In the first half, we will explain the background and results of using generative AI to evaluate carbon credits. In the second half, we’ll introduce the continued development on AWS and the business implications.
The second half of the article has also been published, so please be sure to check it out.
“Contribution: Introduction of a carbon credit evaluation system using Generative AI by Osaka Gas Co., Ltd. (Second half)”
1. Introduction
Osaka Gas aims to achieve carbon neutrality by 2050. Toward this goal, the company has set a plan to contribute to a 10 million tons reduction in CO2 emissions by fiscal year 2030. Osaka Gas is working towards the realization of a sustainable society through various initiatives, including expanding the use of renewable energy, improving energy efficiency, and introducing new technologies. In addition, the utilization of carbon credits is positioned as an important option. Carbon credits are attracting attention as a means of offsetting (offsetting) CO2 emissions that cannot be fully reduced by renewable energy (hereafter, renewable energy) and energy-saving efforts. The company is promoting the acquisition and utilization of carbon credits through investments in domestic and international projects.

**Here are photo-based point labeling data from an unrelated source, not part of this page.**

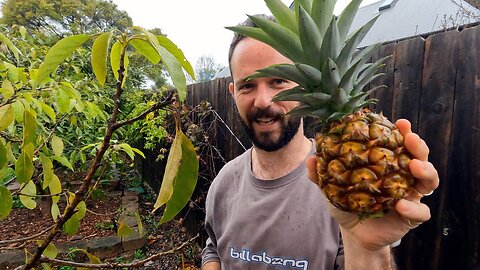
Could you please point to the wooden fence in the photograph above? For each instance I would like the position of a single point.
(434, 82)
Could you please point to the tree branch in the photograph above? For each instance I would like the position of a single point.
(155, 107)
(80, 193)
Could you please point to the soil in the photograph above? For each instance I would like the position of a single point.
(98, 223)
(22, 222)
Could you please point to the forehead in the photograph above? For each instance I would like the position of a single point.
(251, 55)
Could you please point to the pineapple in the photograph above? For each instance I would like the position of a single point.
(362, 163)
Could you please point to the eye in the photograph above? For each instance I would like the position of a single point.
(277, 82)
(245, 87)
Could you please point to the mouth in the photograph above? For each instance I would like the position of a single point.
(265, 121)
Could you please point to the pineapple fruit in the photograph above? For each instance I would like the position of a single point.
(362, 164)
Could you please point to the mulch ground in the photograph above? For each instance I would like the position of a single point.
(98, 223)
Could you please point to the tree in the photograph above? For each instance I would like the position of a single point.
(39, 95)
(65, 17)
(206, 68)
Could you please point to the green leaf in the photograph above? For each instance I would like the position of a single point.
(28, 195)
(72, 224)
(57, 145)
(3, 155)
(322, 14)
(62, 99)
(171, 171)
(55, 211)
(29, 129)
(10, 155)
(146, 49)
(175, 71)
(310, 38)
(18, 107)
(24, 168)
(93, 259)
(183, 182)
(55, 188)
(283, 15)
(115, 53)
(6, 202)
(6, 116)
(48, 111)
(139, 223)
(124, 230)
(51, 251)
(175, 51)
(58, 53)
(71, 91)
(127, 149)
(99, 56)
(136, 150)
(64, 161)
(16, 52)
(47, 169)
(7, 89)
(23, 31)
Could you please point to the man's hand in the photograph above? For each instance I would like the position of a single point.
(374, 234)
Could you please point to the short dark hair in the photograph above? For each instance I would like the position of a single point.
(238, 37)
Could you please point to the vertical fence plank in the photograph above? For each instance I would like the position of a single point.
(435, 123)
(385, 94)
(408, 79)
(463, 201)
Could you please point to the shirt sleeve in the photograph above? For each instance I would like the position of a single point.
(209, 253)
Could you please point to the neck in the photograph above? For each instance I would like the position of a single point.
(272, 165)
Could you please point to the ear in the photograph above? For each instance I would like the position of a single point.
(230, 88)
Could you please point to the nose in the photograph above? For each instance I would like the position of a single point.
(263, 97)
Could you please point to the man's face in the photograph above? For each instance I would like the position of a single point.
(264, 121)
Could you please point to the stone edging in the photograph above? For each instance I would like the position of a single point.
(102, 247)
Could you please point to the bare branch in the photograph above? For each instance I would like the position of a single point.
(155, 107)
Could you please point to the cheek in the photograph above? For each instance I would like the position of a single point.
(290, 105)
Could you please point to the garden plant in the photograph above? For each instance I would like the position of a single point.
(63, 107)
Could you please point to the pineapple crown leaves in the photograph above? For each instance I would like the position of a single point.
(331, 74)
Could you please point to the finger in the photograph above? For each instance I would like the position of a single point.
(404, 126)
(311, 164)
(426, 175)
(416, 146)
(415, 212)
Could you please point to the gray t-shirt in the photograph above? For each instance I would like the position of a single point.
(275, 224)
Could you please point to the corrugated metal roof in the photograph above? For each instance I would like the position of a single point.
(412, 17)
(407, 18)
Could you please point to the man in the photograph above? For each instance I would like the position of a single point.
(263, 213)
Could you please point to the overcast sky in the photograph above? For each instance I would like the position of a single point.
(197, 27)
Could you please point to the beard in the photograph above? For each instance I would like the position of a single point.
(265, 140)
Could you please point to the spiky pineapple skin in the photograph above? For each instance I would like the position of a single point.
(362, 164)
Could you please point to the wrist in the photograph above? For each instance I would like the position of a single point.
(359, 257)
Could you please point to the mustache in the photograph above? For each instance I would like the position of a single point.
(256, 113)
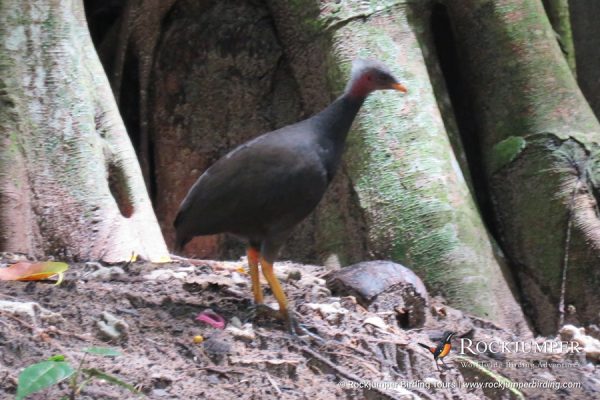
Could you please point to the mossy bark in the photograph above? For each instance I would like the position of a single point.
(409, 186)
(560, 18)
(539, 140)
(70, 184)
(586, 38)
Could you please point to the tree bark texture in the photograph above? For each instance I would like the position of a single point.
(585, 15)
(539, 140)
(225, 72)
(70, 183)
(413, 195)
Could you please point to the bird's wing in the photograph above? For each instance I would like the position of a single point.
(431, 349)
(268, 180)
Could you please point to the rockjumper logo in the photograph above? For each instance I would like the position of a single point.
(441, 350)
(467, 346)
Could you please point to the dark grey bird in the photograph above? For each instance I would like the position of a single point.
(263, 188)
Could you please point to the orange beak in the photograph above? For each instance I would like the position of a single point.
(399, 87)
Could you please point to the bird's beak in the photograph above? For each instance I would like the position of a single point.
(399, 87)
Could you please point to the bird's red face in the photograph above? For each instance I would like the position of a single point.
(372, 79)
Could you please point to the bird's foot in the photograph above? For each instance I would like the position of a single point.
(260, 311)
(298, 330)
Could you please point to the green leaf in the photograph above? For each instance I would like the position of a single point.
(103, 351)
(42, 375)
(110, 378)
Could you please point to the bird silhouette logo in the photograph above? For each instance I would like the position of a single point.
(441, 350)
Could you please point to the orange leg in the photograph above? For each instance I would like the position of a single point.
(253, 256)
(267, 268)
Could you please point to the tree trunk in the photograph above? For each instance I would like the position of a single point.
(586, 37)
(70, 184)
(539, 140)
(409, 187)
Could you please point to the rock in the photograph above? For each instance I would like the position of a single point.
(246, 332)
(381, 286)
(111, 327)
(31, 309)
(106, 273)
(165, 274)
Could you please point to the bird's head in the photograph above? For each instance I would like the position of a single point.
(370, 75)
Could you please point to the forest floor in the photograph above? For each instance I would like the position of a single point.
(152, 309)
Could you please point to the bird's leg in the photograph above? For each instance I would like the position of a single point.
(444, 364)
(267, 268)
(253, 256)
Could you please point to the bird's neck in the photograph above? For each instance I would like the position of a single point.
(334, 122)
(332, 126)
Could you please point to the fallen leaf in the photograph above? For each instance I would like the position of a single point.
(26, 271)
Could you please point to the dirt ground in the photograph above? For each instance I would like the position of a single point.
(152, 310)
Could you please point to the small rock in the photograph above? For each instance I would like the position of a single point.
(246, 332)
(377, 322)
(381, 286)
(165, 274)
(326, 309)
(111, 327)
(106, 273)
(32, 309)
(160, 393)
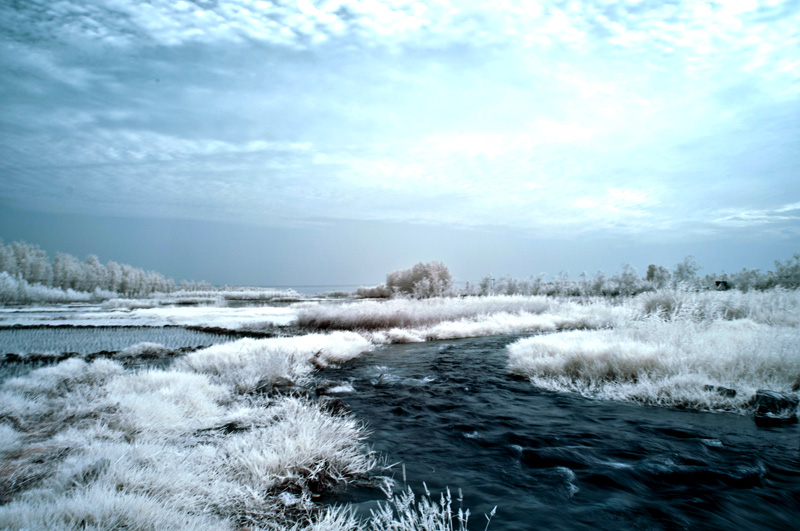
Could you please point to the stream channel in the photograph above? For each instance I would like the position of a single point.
(452, 415)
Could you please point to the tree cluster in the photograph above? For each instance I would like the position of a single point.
(29, 263)
(423, 280)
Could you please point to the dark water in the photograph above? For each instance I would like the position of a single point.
(90, 339)
(452, 415)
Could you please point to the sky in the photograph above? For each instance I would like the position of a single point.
(326, 142)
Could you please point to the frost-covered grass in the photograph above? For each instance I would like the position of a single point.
(19, 291)
(87, 340)
(249, 364)
(203, 445)
(681, 362)
(93, 445)
(777, 306)
(412, 320)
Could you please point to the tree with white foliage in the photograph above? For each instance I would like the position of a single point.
(430, 279)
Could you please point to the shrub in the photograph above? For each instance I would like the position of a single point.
(424, 280)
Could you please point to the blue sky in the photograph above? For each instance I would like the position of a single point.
(518, 137)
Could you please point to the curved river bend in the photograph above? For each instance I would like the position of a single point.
(453, 416)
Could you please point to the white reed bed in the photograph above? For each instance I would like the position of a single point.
(95, 446)
(412, 320)
(681, 362)
(92, 445)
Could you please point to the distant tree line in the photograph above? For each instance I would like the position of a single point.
(424, 280)
(433, 279)
(26, 265)
(628, 282)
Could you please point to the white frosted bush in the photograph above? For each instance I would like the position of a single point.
(95, 446)
(673, 363)
(249, 363)
(166, 402)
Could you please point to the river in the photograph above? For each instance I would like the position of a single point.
(450, 413)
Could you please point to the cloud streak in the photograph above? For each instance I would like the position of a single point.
(630, 118)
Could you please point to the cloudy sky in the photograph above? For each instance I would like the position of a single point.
(328, 141)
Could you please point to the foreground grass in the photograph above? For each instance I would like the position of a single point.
(205, 445)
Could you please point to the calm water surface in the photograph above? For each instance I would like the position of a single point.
(454, 417)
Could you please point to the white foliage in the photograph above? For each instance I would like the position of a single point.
(672, 363)
(248, 363)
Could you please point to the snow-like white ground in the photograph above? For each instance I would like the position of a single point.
(95, 315)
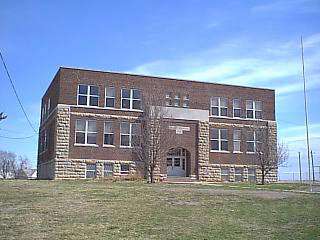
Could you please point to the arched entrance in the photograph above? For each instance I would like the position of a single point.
(177, 161)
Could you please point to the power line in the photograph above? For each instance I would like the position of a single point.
(16, 93)
(16, 138)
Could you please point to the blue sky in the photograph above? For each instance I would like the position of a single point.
(252, 43)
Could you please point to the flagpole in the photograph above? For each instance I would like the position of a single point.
(306, 111)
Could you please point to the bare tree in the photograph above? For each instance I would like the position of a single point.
(8, 165)
(268, 155)
(153, 142)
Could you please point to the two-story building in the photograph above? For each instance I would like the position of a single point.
(89, 121)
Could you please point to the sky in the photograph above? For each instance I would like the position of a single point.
(250, 43)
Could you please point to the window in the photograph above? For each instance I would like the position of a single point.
(108, 133)
(251, 174)
(91, 170)
(108, 169)
(49, 105)
(254, 109)
(88, 95)
(219, 106)
(125, 134)
(86, 132)
(124, 168)
(238, 174)
(131, 99)
(168, 99)
(219, 139)
(236, 140)
(253, 142)
(110, 97)
(176, 100)
(130, 134)
(185, 101)
(236, 108)
(224, 174)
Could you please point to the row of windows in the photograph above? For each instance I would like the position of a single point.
(238, 174)
(219, 107)
(219, 140)
(86, 133)
(108, 169)
(88, 95)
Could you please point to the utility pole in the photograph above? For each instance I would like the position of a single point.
(300, 168)
(306, 112)
(312, 166)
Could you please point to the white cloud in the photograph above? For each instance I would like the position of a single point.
(236, 62)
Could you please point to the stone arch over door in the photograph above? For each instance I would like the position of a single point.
(178, 162)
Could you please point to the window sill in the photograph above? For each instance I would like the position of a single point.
(129, 147)
(107, 145)
(85, 145)
(217, 151)
(131, 110)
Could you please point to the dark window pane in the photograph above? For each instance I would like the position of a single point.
(94, 101)
(224, 145)
(136, 94)
(249, 113)
(136, 104)
(214, 133)
(177, 162)
(108, 139)
(83, 89)
(124, 168)
(224, 112)
(250, 147)
(258, 115)
(80, 138)
(110, 102)
(92, 138)
(125, 93)
(82, 100)
(215, 111)
(214, 145)
(125, 140)
(94, 90)
(126, 103)
(224, 134)
(236, 112)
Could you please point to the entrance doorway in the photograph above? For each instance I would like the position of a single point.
(176, 162)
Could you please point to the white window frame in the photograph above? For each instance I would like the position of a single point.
(186, 99)
(128, 134)
(95, 170)
(219, 139)
(168, 99)
(238, 141)
(125, 172)
(86, 132)
(255, 143)
(236, 108)
(218, 106)
(88, 95)
(254, 109)
(105, 172)
(176, 99)
(131, 99)
(110, 133)
(111, 97)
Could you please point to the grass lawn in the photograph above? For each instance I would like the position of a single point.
(136, 210)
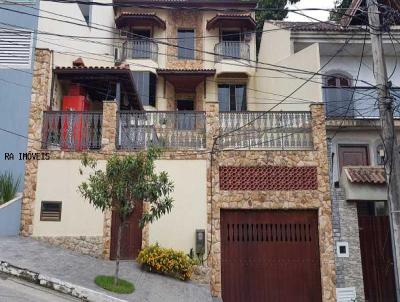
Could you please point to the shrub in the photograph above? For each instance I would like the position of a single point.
(166, 261)
(8, 187)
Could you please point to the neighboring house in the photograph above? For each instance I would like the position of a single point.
(254, 182)
(364, 263)
(17, 42)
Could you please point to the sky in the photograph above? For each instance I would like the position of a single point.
(320, 15)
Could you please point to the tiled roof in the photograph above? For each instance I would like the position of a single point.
(365, 174)
(315, 26)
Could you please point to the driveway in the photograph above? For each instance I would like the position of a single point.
(81, 270)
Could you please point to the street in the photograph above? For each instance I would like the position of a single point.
(17, 290)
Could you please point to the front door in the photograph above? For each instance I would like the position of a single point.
(351, 155)
(131, 237)
(270, 256)
(376, 253)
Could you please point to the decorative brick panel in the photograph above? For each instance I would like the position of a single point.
(266, 178)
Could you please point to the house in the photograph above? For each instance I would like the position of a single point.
(17, 42)
(363, 252)
(250, 170)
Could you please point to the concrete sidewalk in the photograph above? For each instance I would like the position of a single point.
(81, 270)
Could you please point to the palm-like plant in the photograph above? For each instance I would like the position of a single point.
(8, 187)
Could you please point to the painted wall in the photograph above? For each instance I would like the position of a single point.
(15, 91)
(79, 218)
(10, 217)
(177, 229)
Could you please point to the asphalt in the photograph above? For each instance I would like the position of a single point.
(15, 290)
(81, 270)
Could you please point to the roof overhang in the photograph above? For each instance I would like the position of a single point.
(185, 80)
(139, 19)
(364, 183)
(224, 20)
(99, 78)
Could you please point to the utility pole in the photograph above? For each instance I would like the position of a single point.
(392, 157)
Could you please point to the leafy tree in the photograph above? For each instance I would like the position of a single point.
(340, 8)
(126, 182)
(265, 12)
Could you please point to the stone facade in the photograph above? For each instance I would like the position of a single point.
(87, 245)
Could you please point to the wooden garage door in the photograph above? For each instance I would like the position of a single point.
(270, 256)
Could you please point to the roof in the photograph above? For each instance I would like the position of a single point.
(139, 19)
(232, 20)
(365, 174)
(315, 26)
(194, 3)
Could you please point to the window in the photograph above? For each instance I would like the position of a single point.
(86, 11)
(15, 48)
(186, 44)
(232, 97)
(145, 82)
(50, 211)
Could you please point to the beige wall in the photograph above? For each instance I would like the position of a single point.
(177, 229)
(58, 180)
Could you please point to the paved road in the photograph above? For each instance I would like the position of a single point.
(14, 290)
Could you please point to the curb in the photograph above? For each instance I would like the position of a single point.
(83, 293)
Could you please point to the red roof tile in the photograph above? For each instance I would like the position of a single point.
(365, 174)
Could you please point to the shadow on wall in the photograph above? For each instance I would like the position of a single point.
(10, 216)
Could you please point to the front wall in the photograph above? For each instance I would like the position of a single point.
(177, 229)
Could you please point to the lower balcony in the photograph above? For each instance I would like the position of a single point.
(167, 129)
(71, 130)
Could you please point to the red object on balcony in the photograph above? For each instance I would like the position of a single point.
(74, 125)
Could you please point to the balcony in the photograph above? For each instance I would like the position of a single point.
(71, 130)
(140, 50)
(355, 103)
(167, 129)
(266, 130)
(232, 50)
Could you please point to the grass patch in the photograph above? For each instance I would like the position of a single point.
(107, 282)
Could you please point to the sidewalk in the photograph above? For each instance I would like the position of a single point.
(81, 270)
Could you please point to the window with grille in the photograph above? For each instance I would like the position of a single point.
(15, 48)
(50, 211)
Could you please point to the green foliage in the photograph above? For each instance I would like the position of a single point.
(127, 181)
(166, 261)
(340, 8)
(107, 282)
(8, 187)
(267, 14)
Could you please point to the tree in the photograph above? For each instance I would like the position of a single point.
(340, 8)
(265, 13)
(126, 182)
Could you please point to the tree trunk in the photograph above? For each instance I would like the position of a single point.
(118, 253)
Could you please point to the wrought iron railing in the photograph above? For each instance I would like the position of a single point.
(140, 49)
(167, 129)
(232, 50)
(71, 130)
(355, 102)
(265, 130)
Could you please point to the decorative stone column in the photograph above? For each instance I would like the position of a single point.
(109, 128)
(39, 100)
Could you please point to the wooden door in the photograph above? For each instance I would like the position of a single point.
(376, 255)
(270, 256)
(353, 156)
(131, 237)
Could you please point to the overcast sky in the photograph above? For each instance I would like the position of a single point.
(320, 15)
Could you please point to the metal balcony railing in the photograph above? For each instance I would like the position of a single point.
(140, 49)
(71, 130)
(167, 129)
(355, 102)
(232, 50)
(265, 130)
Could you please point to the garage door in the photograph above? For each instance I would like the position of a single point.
(270, 256)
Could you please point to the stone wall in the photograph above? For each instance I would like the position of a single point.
(87, 245)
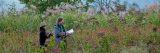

Accordingly, this is strengthening the company’s efforts towards the establishment of a low-carbon society and the realization of a sustainable future.
2. What are Carbon Credits?
Carbon credit is a mechanism to certify the amount of greenhouse gas emissions reduction in a tradable form. Companies and organizations implement greenhouse gas emission reduction projects and issue credits for the achieved reductions. These credits can be purchased by companies that are unable to meet their reduction targets, to offset their emissions. Some carbon credits are legally recognized (*1), and are widely utilized under the Paris Agreement. It is officially operated in many countries and regions, such as the J-credit Scheme in Japan. A global trading market has been formed to support international emissions reduction efforts. Accordingly, this allows companies to flexibly achieve their own emissions reduction targets and contribute to global warming countermeasures.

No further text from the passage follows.